Übrigens …

Die Gewehre der Frau Kathrin Angerer im Volksbühne Berlin

Unterhaltsames Pollesch-Potpourri

Dienstag Abend. Am Vorplatz vor der Berliner Schaubühne sammeln sich die ersten Besucher*innen an. Locker-easy, so volksbühnenlike, sitzen die Leute auf den Stufen. Da kommen Mitarbeiter*innen der Volksbühne mit einer Umfrage um die Ecke, ob die werten Zuschauer*innen wüssten, woher der Titel Die Gewehre der Frau Kathrin Angerer stammen würde?

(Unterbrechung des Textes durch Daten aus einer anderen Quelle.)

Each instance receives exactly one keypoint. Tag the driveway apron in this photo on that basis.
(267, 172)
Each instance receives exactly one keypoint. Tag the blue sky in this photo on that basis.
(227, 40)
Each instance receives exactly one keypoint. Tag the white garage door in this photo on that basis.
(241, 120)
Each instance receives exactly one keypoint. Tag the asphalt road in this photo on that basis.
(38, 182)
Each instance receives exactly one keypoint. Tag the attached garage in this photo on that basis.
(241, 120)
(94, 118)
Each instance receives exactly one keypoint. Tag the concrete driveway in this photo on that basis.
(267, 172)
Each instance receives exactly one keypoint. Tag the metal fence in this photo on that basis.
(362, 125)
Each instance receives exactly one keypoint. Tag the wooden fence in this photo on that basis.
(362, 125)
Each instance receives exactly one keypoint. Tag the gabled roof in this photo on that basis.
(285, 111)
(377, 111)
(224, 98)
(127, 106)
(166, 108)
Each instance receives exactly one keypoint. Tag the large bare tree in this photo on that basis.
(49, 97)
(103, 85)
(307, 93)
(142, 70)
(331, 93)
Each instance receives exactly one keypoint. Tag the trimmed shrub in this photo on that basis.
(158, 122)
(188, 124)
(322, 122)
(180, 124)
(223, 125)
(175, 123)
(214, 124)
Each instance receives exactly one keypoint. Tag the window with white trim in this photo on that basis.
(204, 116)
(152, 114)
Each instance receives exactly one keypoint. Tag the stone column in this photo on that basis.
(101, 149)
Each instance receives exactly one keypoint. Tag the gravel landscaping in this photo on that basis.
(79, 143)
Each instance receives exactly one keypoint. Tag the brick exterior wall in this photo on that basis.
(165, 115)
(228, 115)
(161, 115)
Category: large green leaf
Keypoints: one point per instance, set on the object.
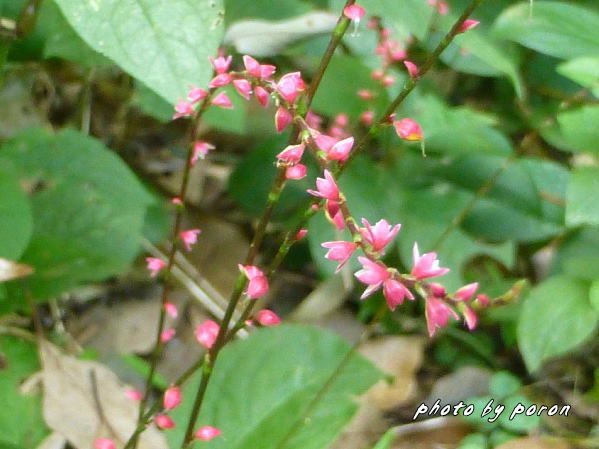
(557, 316)
(163, 43)
(262, 386)
(22, 424)
(582, 199)
(88, 209)
(15, 215)
(555, 28)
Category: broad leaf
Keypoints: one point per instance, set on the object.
(557, 316)
(261, 387)
(86, 225)
(582, 199)
(163, 43)
(555, 28)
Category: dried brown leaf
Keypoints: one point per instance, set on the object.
(84, 400)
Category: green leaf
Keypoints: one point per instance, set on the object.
(16, 224)
(584, 71)
(582, 198)
(22, 423)
(555, 28)
(557, 316)
(88, 209)
(262, 385)
(163, 43)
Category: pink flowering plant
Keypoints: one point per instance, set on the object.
(411, 166)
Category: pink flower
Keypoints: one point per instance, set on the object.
(207, 433)
(327, 188)
(339, 251)
(220, 80)
(189, 237)
(268, 318)
(104, 443)
(262, 95)
(301, 234)
(437, 314)
(427, 265)
(222, 100)
(367, 117)
(164, 422)
(372, 274)
(167, 335)
(297, 171)
(207, 332)
(183, 108)
(221, 64)
(134, 395)
(172, 398)
(365, 94)
(408, 129)
(466, 292)
(196, 94)
(354, 12)
(292, 154)
(340, 150)
(412, 69)
(200, 150)
(470, 318)
(282, 118)
(171, 309)
(289, 86)
(379, 235)
(395, 292)
(258, 284)
(468, 25)
(155, 265)
(244, 88)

Ach herrje, steckt hinter dieser Umfrage vielleicht der omnipräsente Volksbühnen-Autor und Regisseur René Pollesch selbst, der mit dieser Umfrage den Wissensschatz in Sachen Theater- und Filmwissen seiner Besucher*innen abfragen will?

Wo Pollesch drauf steht, ist auch Pollesch drin. Der 1962 geborene Theatermann, seit vergangenem Jahr zudem auch noch Intendant des Hauses, nutzt seine Inszenierungen für gewöhnlich, um einen Theater-Insider an den nächsten zu reihen. So auch die Gewehre der Frau Kathrin Angerer.

In Anlehnung an eine Brechts Theaterstück Die Gewehre der Frau Carrar ist das Stück benannt. Natürlich geht es inhaltlich hier und da um das Stück, das Brecht in bekannter Manier dem irischen Dramatiker John Millington Synge (ursprünglich „Riders to the Sea“) abgekupfert hat.

Klar doch, dass Protagonist Martin Wuttke (wir kennen ihn alle noch aus dem Tatort oder so ziemlich jeder Pollesch-Produktion) im Reigen der Theater-Insider kräftig mitmischt und auch thematisiert, dass Brechts Werk in der ersten Fassung „Generäle über Bilbao“ als Titel trug: „Spannend!“, denn manchmal wirkt Polleschs Text - böse gesagt - ein bisschen, wie das Werk eines Oberprimaner, der seinem Lehrer zeigen will, wie toll er sich im Bereich Theatergeschichte auskennt.

Aber von vorne. Zunächst könnte man denken im „Ring des Nibelungen“ gelandet zu sein, denn Bühnenbildnerin Nina von Mechow setzt auf ein turbinenähnliches Konstrukt, das sich dreht und einen Raum eröffnet, der sich Richtung Publikum wendet. Hier turnen Schauspieler*innen herum und schnell wird klar, dass sich Pollesch hier von Fred Astaires legendärem Wandtanz (Dancing On The Ceiling 1951) hat inspirieren lassen. Der Raum, der als Berliner Bar ausstaffiert ist, dreht sich in der Turbine, und Conferencier Wuttke rutscht unbeholfen-souverän die Wände hoch und runter.

Und dann hätten wir noch den Star des Abends, Kathrin Angerer, bekannt aus öffentlich-rechtlichen Filmproduktionen und der Volksbühne selbst. Die für die Rolle des Rising-Stars eigentlich nicht mehr ganz altersgerechte Schauspielerin tritt als Girlie mit übersteuerter Pieps-Stimme auf. Wechselt die Klamotten und stellt sich hier und da doof an.

Ist das René Polleschs Frauenbild, fragt man sich da, wenn Kathrin Angerer und ihre weiblichen Kolleginnen auf der Bühne über die „Besetzungscoach“ reflektieren?

Klar, ansehnlich ist das alles, denn es wird gesteppt und geswingt, getanzt und gute Stimmung verbreitet. Inhaltlich scheint es sich - dieser Kunstgriff ist nicht neu - irgendwie um die Vorbereitungen um die Uraufführung der „Die Gewehre der Frau Carrer“ zu drehen. Da geht es um den Spanischen Bürgerkrieg. Pollesch streut das Thema „Wrestling“ ein, diese showähnliche, unterhaltsame und meist geskriptete Form des Ringens wurde in den USA des beginnenden 20. Jahrhunderts populär.

Schauspielern, steppen oder gar wresteln, lautet da die Frage.

Die Wuttke-Angerer-Pollesch-Show funktioniert. Allerdings bleibt der fade Beigeschmack, dass sich Theater einmal mehr um sich selbst dreht.